This article summarizes the results of the Phase III PACIFIC-2 clinical trial, evaluating the efficacy and safety of Durvalumab combined with concurrent chemoradiotherapy in patients with unresectable stage III non-small cell lung cancer, providing new clinical evidence for the application of immunotherapy in this field.
Literature Overview
The article, titled 'Simultaneous Durvalumab and Platinum-Based Chemoradiotherapy in Unresectable Stage III Non–Small Cell Lung Cancer: The Phase III PACIFIC-2 Study', published in the 'Journal of Clinical Oncology', reviews and summarizes the efficacy and safety of Durvalumab during concurrent chemoradiotherapy in patients with unresectable stage III non-small cell lung cancer (NSCLC). The study aims to explore whether earlier administration of Durvalumab during chemoradiotherapy could further enhance therapeutic outcomes rather than being used solely as consolidation therapy. The original article ends with a Chinese period.
Background Knowledge
For the treatment of unresectable stage III NSCLC, Durvalumab consolidation therapy following concurrent chemoradiotherapy (cCRT) has been established as the standard regimen, significantly prolonging progression-free survival (PFS) and overall survival (OS). However, approximately 27%-50% of patients cannot receive Durvalumab consolidation therapy due to early disease progression, radiation pneumonitis, or other toxicities. Therefore, the researchers hypothesized that initiating Durvalumab earlier during chemoradiotherapy might enhance immune synergy and improve efficacy. This study was designed to test that hypothesis, exploring the potential benefits of combining concurrent immunotherapy with chemoradiotherapy.

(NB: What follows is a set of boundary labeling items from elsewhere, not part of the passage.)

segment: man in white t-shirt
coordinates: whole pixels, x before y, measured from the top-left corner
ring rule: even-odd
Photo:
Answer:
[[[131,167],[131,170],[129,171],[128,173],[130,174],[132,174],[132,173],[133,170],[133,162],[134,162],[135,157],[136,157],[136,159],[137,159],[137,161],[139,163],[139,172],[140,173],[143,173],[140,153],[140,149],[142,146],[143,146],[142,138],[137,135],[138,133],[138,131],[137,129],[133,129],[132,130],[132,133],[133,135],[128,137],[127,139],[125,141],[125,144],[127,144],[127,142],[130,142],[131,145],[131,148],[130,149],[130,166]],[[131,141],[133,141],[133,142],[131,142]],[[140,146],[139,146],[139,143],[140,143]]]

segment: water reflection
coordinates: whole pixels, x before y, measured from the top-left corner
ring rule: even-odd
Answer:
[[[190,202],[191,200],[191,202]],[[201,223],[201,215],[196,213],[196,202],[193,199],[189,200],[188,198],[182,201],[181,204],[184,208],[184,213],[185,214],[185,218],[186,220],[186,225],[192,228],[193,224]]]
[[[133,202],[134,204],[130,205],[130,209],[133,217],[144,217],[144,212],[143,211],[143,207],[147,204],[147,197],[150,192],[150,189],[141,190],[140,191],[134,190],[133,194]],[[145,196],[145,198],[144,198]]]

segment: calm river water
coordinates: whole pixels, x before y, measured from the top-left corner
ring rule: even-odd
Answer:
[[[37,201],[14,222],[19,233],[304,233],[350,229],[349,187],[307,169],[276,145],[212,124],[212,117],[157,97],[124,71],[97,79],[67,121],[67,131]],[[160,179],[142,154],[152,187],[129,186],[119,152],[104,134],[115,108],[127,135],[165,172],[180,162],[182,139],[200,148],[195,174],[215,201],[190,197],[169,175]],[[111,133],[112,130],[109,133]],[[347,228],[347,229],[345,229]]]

Research Methods and Experiments
This phase III, double-blind, placebo-controlled clinical trial enrolled 328 patients who were randomly assigned in a 2:1 ratio to receive either Durvalumab or placebo, starting from the initiation of concurrent chemoradiotherapy, followed by continuation as consolidation therapy until disease progression. The primary endpoint was progression-free survival (PFS) assessed by blinded independent central review. Secondary endpoints included objective response rate (ORR), overall survival (OS), 24-month overall survival rate (OS24), and safety. The study utilized Kaplan-Meier analysis, with hazard ratios (HR) and 95% confidence intervals (CI) calculated using the Cox proportional hazards model. All analyses were based on the intent-to-treat (ITT) population.
Key Conclusions and Perspectives
Research Significance and Prospects
Although Durvalumab did not provide additional efficacy when administered concurrently with chemoradiotherapy, the findings offer important insights for future immunotherapy combination strategies. The study suggests that Durvalumab may still hold value in specific subgroups, requiring further investigation to optimize treatment timing and patient selection. Future studies may focus on earlier immune intervention or combination with other immunomodulators to enhance therapeutic outcomes.
Conclusion
In patients with unresectable stage III non-small cell lung cancer, the phase III clinical trial of concurrent Durvalumab with concurrent chemoradiotherapy did not significantly improve progression-free survival or overall survival. The study demonstrated that Durvalumab had comparable efficacy to placebo during concurrent therapy, with a safety profile consistent with previously reported data. While Durvalumab did not offer additional benefit during chemoradiotherapy, it remains the standard of care as a consolidation treatment. These results suggest that the use of immune checkpoint inhibitors during concurrent therapy may not be suitable for all patients, and future research should focus on optimizing treatment timing and patient selection strategies.